Peoria Landmark #342
I couldn’t find any information as to when this plant closed, it does have an interesting history, courtesy of the book “History of Bartonville, Illinois“, published in 1977.
The history of Allied Mills and Wayne Feeds virtually parallels the history of the commercial feed industry. The firm got its start in Philadelphia, Pennsylvania, in 1897, under the name of the Marsden Company, formed to utilize corn byproducts. This was mixed with molasses, oil cakes, gluten meal and corn meals to make a balanced ration for cattle, horses, and mules, and was largely exported to Europe.

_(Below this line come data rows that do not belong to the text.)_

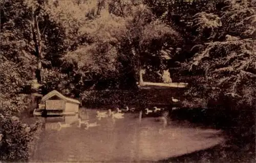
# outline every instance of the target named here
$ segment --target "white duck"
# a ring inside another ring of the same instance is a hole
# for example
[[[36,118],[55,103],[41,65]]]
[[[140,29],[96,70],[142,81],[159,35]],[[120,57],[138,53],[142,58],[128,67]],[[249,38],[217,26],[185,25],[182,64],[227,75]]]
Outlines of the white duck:
[[[135,108],[133,107],[130,109],[130,110],[131,110],[131,112],[134,112],[134,111],[135,111]]]
[[[172,97],[172,100],[173,101],[173,102],[179,102],[180,101],[178,99],[174,99],[174,97]]]
[[[115,113],[115,111],[112,111],[111,109],[109,109],[109,117],[112,116],[113,114]]]
[[[106,118],[109,117],[106,111],[99,112],[99,111],[97,111],[96,113],[97,113],[96,118],[99,120],[100,120],[101,119],[101,118]]]
[[[97,122],[89,123],[88,121],[86,122],[86,127],[85,128],[86,130],[88,130],[89,128],[89,127],[93,127],[100,126],[99,124],[97,124]]]
[[[179,109],[179,108],[178,107],[173,107],[172,108],[172,110],[177,110]]]
[[[124,115],[124,113],[116,113],[114,114],[112,114],[112,118],[114,119],[116,118],[117,119],[121,119],[124,118],[123,115]]]
[[[117,108],[116,111],[117,112],[117,113],[120,113],[122,112],[122,110],[121,110],[119,108]]]
[[[60,122],[58,122],[58,124],[59,124],[60,127],[58,129],[58,131],[60,131],[61,130],[61,128],[68,128],[70,127],[70,124],[61,124]]]
[[[148,114],[148,113],[150,112],[153,112],[153,110],[150,110],[148,109],[148,108],[146,108],[145,109],[145,110],[146,110],[146,114]]]
[[[123,112],[128,112],[128,111],[129,111],[129,107],[128,106],[125,106],[124,109],[121,109],[121,110]]]
[[[155,107],[154,107],[154,112],[157,112],[157,111],[161,111],[161,110],[162,110],[162,109],[161,109],[161,108],[158,108],[158,107],[156,107],[156,106],[155,106]]]
[[[82,121],[82,120],[81,120],[81,119],[78,119],[78,127],[81,127],[81,124],[86,124],[86,123],[88,121],[88,120],[87,121]]]

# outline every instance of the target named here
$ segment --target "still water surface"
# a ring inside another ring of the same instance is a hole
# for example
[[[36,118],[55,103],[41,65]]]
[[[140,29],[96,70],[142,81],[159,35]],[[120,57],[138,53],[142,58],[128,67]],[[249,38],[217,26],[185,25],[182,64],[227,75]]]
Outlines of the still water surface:
[[[182,125],[167,120],[125,113],[123,119],[96,118],[96,110],[46,120],[32,162],[152,161],[206,149],[224,141],[221,131]],[[99,125],[78,127],[78,116]],[[71,124],[60,128],[58,122]]]

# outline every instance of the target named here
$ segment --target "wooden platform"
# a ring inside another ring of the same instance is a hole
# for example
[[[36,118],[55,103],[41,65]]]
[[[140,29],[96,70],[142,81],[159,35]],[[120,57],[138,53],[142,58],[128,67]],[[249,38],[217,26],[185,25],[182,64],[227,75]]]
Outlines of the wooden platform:
[[[47,113],[47,115],[55,115],[55,116],[63,116],[63,115],[75,115],[77,114],[77,113],[74,112],[63,112],[61,113],[58,113],[58,112],[48,112]],[[36,109],[34,110],[34,112],[33,113],[33,115],[34,116],[41,116],[42,115],[41,112],[41,111],[37,111]]]

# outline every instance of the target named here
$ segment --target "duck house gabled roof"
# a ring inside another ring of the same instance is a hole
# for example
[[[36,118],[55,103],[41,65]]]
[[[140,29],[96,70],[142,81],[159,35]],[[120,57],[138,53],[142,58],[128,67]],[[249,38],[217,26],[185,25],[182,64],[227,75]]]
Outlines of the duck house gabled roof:
[[[80,104],[80,102],[78,100],[68,98],[55,90],[49,92],[47,95],[44,96],[41,99],[41,102],[46,101],[46,100],[50,99],[51,98],[55,96],[64,100],[65,102],[71,102]]]

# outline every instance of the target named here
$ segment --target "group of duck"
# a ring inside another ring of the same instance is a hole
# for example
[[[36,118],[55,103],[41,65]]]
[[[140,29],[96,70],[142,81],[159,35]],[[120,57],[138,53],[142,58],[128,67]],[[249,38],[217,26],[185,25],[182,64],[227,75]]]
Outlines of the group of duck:
[[[179,100],[177,99],[174,99],[173,97],[172,98],[172,100],[174,102],[178,102]],[[173,108],[173,110],[175,109],[176,108]],[[156,106],[153,107],[153,109],[150,109],[148,108],[145,108],[144,110],[141,110],[141,113],[144,112],[145,115],[150,114],[164,114],[164,108],[158,108]],[[109,109],[108,111],[97,111],[96,112],[96,118],[98,120],[101,120],[102,118],[112,118],[113,120],[115,119],[121,119],[124,118],[124,113],[126,112],[134,112],[135,111],[135,108],[130,108],[128,106],[125,106],[124,108],[119,109],[117,108],[116,111],[112,111],[112,109]],[[60,130],[62,128],[67,128],[70,127],[70,124],[61,124],[60,122],[58,123],[60,126],[60,128],[58,130]],[[89,123],[89,120],[82,120],[81,119],[78,119],[78,127],[80,128],[81,125],[84,124],[86,126],[85,129],[88,129],[90,127],[96,127],[99,126],[96,122]]]
[[[80,118],[79,118],[78,120],[78,125],[77,127],[79,128],[81,128],[82,127],[82,124],[84,125],[85,128],[84,129],[88,130],[90,127],[96,127],[99,126],[99,124],[98,124],[97,122],[94,123],[89,123],[89,120],[82,120]],[[71,125],[70,124],[61,124],[60,122],[58,122],[58,124],[59,125],[60,127],[58,128],[58,131],[60,131],[62,128],[68,128],[71,127]]]
[[[129,108],[128,106],[125,107],[123,109],[119,109],[117,108],[116,111],[112,111],[111,109],[109,109],[108,111],[100,112],[97,111],[96,118],[98,120],[100,120],[101,118],[111,117],[112,119],[120,119],[124,118],[123,115],[125,112],[133,112],[135,111],[135,108]]]

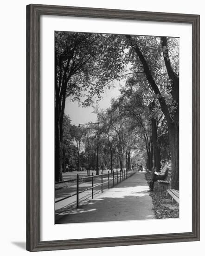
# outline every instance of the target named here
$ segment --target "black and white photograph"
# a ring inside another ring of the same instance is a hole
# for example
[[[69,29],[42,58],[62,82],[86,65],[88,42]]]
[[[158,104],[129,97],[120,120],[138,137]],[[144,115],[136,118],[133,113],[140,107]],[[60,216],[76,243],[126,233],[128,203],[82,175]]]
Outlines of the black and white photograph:
[[[179,41],[55,32],[55,224],[179,217]]]

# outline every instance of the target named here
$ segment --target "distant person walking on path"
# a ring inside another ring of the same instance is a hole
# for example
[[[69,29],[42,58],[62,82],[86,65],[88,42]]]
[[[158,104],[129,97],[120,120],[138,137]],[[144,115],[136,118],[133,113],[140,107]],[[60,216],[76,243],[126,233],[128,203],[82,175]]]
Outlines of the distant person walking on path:
[[[142,165],[141,164],[140,165],[140,171],[141,172],[142,171]]]
[[[166,162],[165,160],[161,160],[160,163],[161,165],[161,171],[159,173],[154,172],[153,173],[152,180],[149,182],[150,189],[148,191],[153,191],[155,182],[157,180],[165,180],[168,175],[168,168]]]

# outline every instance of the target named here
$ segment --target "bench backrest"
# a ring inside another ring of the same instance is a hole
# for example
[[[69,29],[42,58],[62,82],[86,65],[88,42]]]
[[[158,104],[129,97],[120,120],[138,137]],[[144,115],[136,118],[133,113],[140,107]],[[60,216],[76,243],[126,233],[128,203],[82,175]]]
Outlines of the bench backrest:
[[[168,170],[168,174],[167,174],[167,178],[165,179],[165,180],[171,183],[171,180],[172,180],[172,169],[171,168],[169,168],[169,169]]]

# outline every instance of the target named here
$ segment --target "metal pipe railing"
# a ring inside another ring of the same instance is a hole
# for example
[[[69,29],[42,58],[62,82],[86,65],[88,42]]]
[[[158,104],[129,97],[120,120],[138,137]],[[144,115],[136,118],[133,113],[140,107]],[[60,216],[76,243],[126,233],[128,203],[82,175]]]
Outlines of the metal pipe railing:
[[[121,173],[122,173],[121,175]],[[125,179],[128,178],[132,175],[133,175],[134,173],[136,172],[136,169],[135,170],[129,170],[128,171],[128,170],[122,170],[122,171],[120,171],[120,182],[121,182],[121,180],[122,180],[122,181],[124,180]],[[107,175],[108,176],[108,180],[106,181],[105,182],[103,181],[103,176],[105,175]],[[116,177],[115,177],[115,175],[116,175]],[[63,198],[60,198],[60,199],[58,199],[55,201],[55,202],[58,202],[60,201],[62,201],[63,200],[64,200],[65,199],[66,199],[67,198],[69,198],[70,197],[71,197],[72,196],[74,196],[75,195],[76,195],[76,207],[77,208],[78,208],[79,207],[79,195],[80,194],[81,194],[85,191],[88,191],[90,189],[91,189],[91,198],[92,199],[93,199],[94,197],[94,188],[96,188],[97,187],[99,187],[99,186],[101,186],[101,193],[103,193],[103,185],[104,184],[105,184],[106,183],[108,183],[108,189],[109,189],[110,188],[110,182],[112,180],[113,181],[113,187],[115,186],[115,180],[116,179],[116,183],[117,184],[118,183],[118,172],[116,171],[116,174],[115,174],[114,171],[113,171],[113,177],[112,179],[110,178],[109,176],[109,172],[108,171],[108,172],[107,174],[102,174],[102,171],[101,173],[101,174],[99,175],[95,175],[95,177],[100,177],[101,182],[99,183],[99,184],[97,184],[96,185],[94,185],[94,176],[93,176],[93,173],[92,173],[92,175],[91,176],[90,176],[90,178],[91,178],[91,186],[89,188],[88,188],[87,189],[84,189],[83,190],[79,191],[79,180],[84,180],[85,179],[87,179],[88,177],[83,177],[82,178],[79,177],[78,174],[77,174],[77,178],[75,180],[77,182],[77,184],[76,184],[76,193],[70,195],[68,195],[67,196],[65,196]],[[122,177],[122,179],[121,178],[121,177]],[[123,180],[124,177],[124,180]],[[66,181],[63,182],[66,182]],[[60,182],[59,182],[60,183]],[[99,193],[99,191],[98,192]],[[85,196],[86,197],[86,196]],[[82,199],[82,198],[81,198]]]

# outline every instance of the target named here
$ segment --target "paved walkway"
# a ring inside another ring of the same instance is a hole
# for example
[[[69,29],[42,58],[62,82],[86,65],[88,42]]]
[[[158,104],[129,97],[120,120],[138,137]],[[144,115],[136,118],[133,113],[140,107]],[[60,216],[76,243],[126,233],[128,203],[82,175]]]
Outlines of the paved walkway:
[[[144,220],[155,218],[145,174],[136,173],[114,188],[70,207],[58,215],[56,223]]]

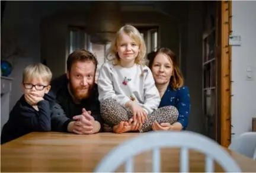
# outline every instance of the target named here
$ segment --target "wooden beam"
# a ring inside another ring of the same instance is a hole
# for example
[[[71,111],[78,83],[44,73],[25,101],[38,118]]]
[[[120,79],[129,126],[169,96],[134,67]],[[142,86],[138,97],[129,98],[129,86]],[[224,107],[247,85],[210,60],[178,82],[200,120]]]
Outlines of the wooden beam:
[[[228,147],[231,139],[231,1],[221,1],[220,144]]]

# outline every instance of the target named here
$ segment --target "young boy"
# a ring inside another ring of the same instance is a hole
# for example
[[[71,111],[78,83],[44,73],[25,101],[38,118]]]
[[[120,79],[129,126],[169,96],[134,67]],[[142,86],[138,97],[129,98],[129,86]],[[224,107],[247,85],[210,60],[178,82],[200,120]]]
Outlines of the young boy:
[[[24,69],[21,83],[24,94],[3,127],[1,144],[32,132],[68,132],[68,126],[73,120],[47,94],[52,76],[50,69],[41,63]]]

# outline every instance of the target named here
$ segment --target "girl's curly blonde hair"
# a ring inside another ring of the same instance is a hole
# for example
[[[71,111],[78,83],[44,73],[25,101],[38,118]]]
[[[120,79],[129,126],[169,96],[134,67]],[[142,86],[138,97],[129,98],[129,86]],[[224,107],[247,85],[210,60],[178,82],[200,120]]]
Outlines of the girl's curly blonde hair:
[[[135,58],[135,62],[139,65],[144,65],[144,57],[146,55],[146,45],[144,39],[137,28],[130,25],[122,27],[117,32],[110,47],[107,52],[107,59],[112,60],[114,65],[119,63],[120,58],[117,53],[117,44],[121,34],[125,34],[130,37],[139,46],[139,54]]]

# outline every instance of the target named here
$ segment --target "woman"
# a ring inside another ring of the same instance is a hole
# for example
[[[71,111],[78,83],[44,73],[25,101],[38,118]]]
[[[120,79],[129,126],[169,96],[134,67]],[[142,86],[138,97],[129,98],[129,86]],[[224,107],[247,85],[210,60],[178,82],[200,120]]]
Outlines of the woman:
[[[190,100],[188,88],[184,85],[184,79],[178,67],[176,55],[168,48],[160,48],[154,56],[149,57],[155,85],[161,98],[159,108],[174,105],[178,111],[177,121],[170,124],[155,122],[153,130],[185,130],[188,123]]]
[[[174,53],[168,48],[160,48],[153,54],[150,53],[149,68],[152,72],[155,85],[160,94],[161,102],[158,108],[168,105],[175,107],[178,111],[176,122],[159,124],[155,121],[152,124],[153,130],[185,130],[188,125],[190,111],[190,100],[188,89],[184,85],[184,79],[178,65],[178,60]],[[114,131],[127,128],[124,124],[114,126]],[[132,126],[133,130],[137,130],[139,124]],[[110,128],[107,126],[107,131]]]

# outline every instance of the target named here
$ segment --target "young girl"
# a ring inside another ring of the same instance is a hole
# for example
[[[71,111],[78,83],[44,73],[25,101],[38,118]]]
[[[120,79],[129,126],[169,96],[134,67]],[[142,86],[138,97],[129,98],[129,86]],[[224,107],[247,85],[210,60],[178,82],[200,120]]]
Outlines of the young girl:
[[[158,109],[161,98],[150,69],[143,65],[146,46],[139,31],[126,25],[117,31],[98,78],[103,119],[116,133],[152,130],[158,123],[175,122],[173,106]],[[119,128],[121,126],[121,128]]]

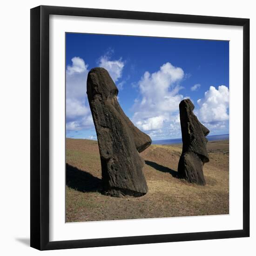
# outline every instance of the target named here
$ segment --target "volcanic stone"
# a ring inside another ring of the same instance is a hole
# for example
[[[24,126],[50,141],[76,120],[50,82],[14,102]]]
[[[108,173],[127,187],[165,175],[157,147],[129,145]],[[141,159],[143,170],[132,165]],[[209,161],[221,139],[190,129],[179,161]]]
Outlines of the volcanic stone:
[[[178,172],[181,178],[189,182],[205,185],[202,169],[204,163],[209,162],[205,136],[210,131],[194,115],[194,108],[189,99],[179,105],[183,146]]]
[[[140,196],[148,192],[148,186],[142,171],[144,161],[138,152],[152,141],[125,115],[118,94],[106,69],[90,71],[87,94],[100,149],[103,192],[116,197]]]

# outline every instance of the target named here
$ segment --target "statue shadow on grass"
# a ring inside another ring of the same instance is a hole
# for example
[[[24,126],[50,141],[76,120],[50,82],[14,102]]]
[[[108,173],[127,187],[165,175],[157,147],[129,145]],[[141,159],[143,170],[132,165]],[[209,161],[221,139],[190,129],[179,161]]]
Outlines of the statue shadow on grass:
[[[149,166],[153,167],[153,168],[154,168],[155,169],[158,171],[160,171],[161,172],[162,172],[164,173],[168,173],[173,177],[174,177],[175,178],[179,178],[177,171],[175,171],[174,170],[170,169],[168,167],[163,166],[162,165],[158,164],[156,162],[152,162],[151,161],[145,160],[145,162],[146,163],[146,164],[147,164],[148,165],[149,165]]]
[[[100,192],[101,180],[85,171],[66,164],[66,184],[68,187],[86,193]]]

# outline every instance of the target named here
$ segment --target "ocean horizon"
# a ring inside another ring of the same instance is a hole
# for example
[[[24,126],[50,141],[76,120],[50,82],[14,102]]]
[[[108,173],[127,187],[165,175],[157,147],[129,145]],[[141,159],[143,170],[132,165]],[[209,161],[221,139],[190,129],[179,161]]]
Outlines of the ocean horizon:
[[[229,139],[229,134],[222,134],[220,135],[210,135],[206,137],[209,141],[223,141]],[[182,143],[182,139],[171,139],[169,140],[160,140],[158,141],[153,141],[152,144],[159,145],[168,145],[171,144]]]

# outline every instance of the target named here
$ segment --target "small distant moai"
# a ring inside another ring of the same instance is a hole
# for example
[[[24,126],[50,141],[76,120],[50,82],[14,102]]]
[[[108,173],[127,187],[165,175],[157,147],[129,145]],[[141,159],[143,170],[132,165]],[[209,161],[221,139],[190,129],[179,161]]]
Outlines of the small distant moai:
[[[202,168],[204,163],[209,162],[205,136],[210,131],[193,113],[195,106],[190,100],[182,101],[179,108],[183,146],[178,166],[179,176],[189,182],[204,185]]]
[[[96,128],[101,163],[103,192],[115,197],[141,196],[148,192],[139,152],[152,143],[135,127],[117,100],[118,90],[108,71],[91,69],[87,94]]]

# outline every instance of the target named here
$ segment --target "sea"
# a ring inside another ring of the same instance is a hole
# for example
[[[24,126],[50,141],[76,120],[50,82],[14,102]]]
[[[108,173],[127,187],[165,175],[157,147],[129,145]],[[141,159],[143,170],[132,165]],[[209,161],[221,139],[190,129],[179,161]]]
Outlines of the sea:
[[[206,137],[209,141],[224,141],[229,139],[229,134],[222,134],[221,135],[210,135]],[[182,143],[182,139],[172,139],[171,140],[162,140],[161,141],[153,141],[152,144],[158,145],[168,145],[170,144],[180,144]]]

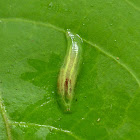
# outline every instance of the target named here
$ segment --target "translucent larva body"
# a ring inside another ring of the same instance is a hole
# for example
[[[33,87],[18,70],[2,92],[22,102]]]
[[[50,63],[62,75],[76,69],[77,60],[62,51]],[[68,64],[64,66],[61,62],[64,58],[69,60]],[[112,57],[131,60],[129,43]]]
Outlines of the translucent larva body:
[[[65,110],[70,111],[82,57],[82,40],[67,30],[67,53],[58,76],[58,95]]]

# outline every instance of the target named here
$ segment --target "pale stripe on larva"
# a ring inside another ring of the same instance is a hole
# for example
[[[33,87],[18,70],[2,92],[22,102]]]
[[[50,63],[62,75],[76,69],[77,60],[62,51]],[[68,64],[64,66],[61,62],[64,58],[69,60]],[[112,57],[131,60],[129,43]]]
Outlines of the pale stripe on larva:
[[[82,57],[82,39],[79,35],[72,34],[70,30],[67,30],[66,36],[68,48],[58,76],[58,95],[62,106],[70,111]]]

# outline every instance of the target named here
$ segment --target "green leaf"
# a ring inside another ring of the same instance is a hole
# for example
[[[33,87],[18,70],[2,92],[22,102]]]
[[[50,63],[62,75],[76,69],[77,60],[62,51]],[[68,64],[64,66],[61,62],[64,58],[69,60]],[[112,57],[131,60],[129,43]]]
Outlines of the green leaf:
[[[84,51],[70,114],[56,96],[66,29]],[[1,0],[0,140],[139,140],[139,33],[139,0]]]

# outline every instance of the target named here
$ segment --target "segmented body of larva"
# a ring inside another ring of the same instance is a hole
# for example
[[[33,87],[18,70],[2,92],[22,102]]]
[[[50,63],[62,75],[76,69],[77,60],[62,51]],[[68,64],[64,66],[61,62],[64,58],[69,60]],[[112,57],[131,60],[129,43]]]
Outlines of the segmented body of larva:
[[[67,53],[58,76],[58,95],[65,110],[70,111],[74,88],[79,73],[82,57],[82,39],[70,30],[66,32],[68,40]]]

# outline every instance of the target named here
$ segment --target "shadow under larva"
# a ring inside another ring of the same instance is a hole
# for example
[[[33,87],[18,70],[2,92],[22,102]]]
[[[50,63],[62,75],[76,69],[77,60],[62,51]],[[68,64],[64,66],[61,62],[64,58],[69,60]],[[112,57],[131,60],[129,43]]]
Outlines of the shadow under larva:
[[[70,30],[66,32],[67,52],[57,81],[58,102],[63,111],[70,112],[74,88],[82,61],[82,39]]]

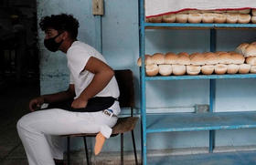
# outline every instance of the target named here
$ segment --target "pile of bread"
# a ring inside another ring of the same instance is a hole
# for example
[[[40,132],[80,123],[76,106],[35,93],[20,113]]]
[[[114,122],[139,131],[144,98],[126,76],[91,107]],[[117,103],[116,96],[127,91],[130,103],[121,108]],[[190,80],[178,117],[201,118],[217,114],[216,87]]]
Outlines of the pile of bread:
[[[146,18],[151,23],[256,23],[256,9],[244,10],[186,10],[176,14]]]
[[[256,73],[256,44],[243,43],[233,52],[204,52],[188,55],[155,53],[145,55],[146,76],[223,75]],[[137,65],[142,66],[141,57]]]

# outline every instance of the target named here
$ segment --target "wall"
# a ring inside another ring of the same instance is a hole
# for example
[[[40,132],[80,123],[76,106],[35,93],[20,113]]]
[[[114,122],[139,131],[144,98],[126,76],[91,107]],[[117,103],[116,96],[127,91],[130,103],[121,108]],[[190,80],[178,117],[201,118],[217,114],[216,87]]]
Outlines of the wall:
[[[91,15],[91,0],[42,0],[37,3],[37,17],[59,13],[73,14],[80,20],[79,39],[95,46],[95,18]],[[135,78],[136,107],[139,108],[139,56],[138,2],[135,0],[105,1],[105,15],[102,16],[102,54],[113,69],[131,68]],[[219,31],[218,50],[233,50],[244,41],[253,41],[254,31]],[[49,53],[42,44],[43,33],[39,32],[41,93],[52,93],[66,89],[69,71],[65,55]],[[148,30],[146,32],[146,53],[173,51],[209,51],[208,30]],[[217,80],[217,111],[251,110],[256,106],[253,98],[256,92],[255,79]],[[208,104],[208,80],[177,80],[147,82],[147,107],[187,107],[195,104]],[[172,108],[169,108],[172,109]],[[181,108],[180,108],[181,109]],[[157,112],[157,111],[156,111]],[[219,146],[255,144],[253,129],[226,130],[217,132]],[[135,130],[137,149],[140,150],[140,123]],[[148,135],[148,148],[152,150],[168,148],[206,147],[208,132],[171,132]],[[132,150],[130,134],[124,136],[124,150]],[[119,137],[107,141],[103,150],[117,151]],[[76,141],[75,150],[81,148]],[[91,148],[93,146],[91,139]]]

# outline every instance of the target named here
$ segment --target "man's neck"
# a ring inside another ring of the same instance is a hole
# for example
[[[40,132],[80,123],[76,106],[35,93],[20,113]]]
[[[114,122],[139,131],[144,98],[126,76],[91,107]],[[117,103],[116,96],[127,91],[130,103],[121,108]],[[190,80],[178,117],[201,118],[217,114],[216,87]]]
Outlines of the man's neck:
[[[76,41],[76,39],[70,39],[70,40],[63,43],[63,46],[61,47],[60,51],[63,52],[63,53],[67,53],[69,48],[71,46],[71,45],[75,41]]]

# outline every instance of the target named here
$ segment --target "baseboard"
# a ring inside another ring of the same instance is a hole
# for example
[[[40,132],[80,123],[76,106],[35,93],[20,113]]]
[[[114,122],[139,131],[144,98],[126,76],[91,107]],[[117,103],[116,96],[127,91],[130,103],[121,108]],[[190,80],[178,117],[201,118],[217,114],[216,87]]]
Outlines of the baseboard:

Another firm, the American Milling Company, also of Philadelphia, held important patents for processing molasses cattle feeds. This firm was acquired in 1906. Two brands of molasses feeds were manufactured, Sucrene and Sugarine, which are still maintained by Allied Mills. Marsden and American Milling consolidated in the American Milling Company in 1907, and, in 1909, their headquarters was transferred from Philadelphia to Chicago, and, in 1913, to Peoria.
A new eleven-story plant was built at Bartonville in 1920, and it was said to be the largest feed mill in the world at the time, a distinction it held for many years.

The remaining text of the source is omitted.